Chanel

Rosie the Riveter-redux was the starting point for Karl Lagerfeld’s latest collection for Chanel. Modern-day activists championing feminism, equality, and free speech lined Chanel Boulevard, the spot-on recreation of a typical Parisian apartment-lined block built in the Grand Palais as the show’s backdrop. The ladies march in solidarilty and held signs that read: “Tweed We Need,” “Make Fashion, Not War,” “Ladies First,” “Be Your Own Stylist,” and “Votez pour Vous!”

Taking it to the streets is an age-old Parisian tradition. Considering recent marches for climate control, and racial and social equality in the states, and the political upheaval in Hong Kong, the spectacle—if not the shoes, bags, and clothes—seemed particularly timely.

“Of course Karl makes extraordinary clothes,” explained Academy Award-winning filmmaker Baz Luhrmann, “but he also has a great ability to capture what’s in the air and bring fashion and topical notions together.”

And notions he presented. The show celebrated various groups of women: Some activists wore rainbow tweed pantsuits and painterly watercolor printed skirts (a standout included a ribbon-woven tweed bolero worn by Malaika Firth); there were new sweater girls in micro-mini striped knits (including Gisele Bündchen, the newest face of Chanel No. 5.); and classic Chanel girls in accordion-pleated minidresses (Kendall Jenner and Grace Mahary).
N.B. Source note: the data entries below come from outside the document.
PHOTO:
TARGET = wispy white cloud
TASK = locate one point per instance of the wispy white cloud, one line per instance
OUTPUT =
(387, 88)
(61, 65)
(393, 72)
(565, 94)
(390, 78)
Billowing 19th-century fischu and bishop collars in white work embroidery covered lacquered pinstriped suits with wide legs and deep cuffs; and all looks were worn with the new spectator shoe in black-and-white or metallic gold leather, or signature flat, cap-toe boots in coordinating fabrications.

For her part, Chanel ambassador Elisa Sednaoui exclaimed, “I can’t wait to wear it all, but more importantly, I love that Karl is at once of his time and ahead of the curve” commenting on the designer’s use of fashion as a catalyst to spark conversation about such hot-button issues. “Let’s empower ourselves,” she continued. “I’m so lucky to be a part of a generation where women before us fought for equal rights, and now we have to do the same for women around the world.”

To borrow from Emma Watson’s recent UN speech on feminism and equality, Sedenaoui chimed in, “I love being a woman, and I love standing next to strong men who can allow themselves to be vulnerable.” For all the collection’s novelty, spectacle, comedy, and tragedy, and whatever criticisms might arise from the appropriation of such current events, Luhrmann continued, “Karl’s a grand opera director, always a great show!”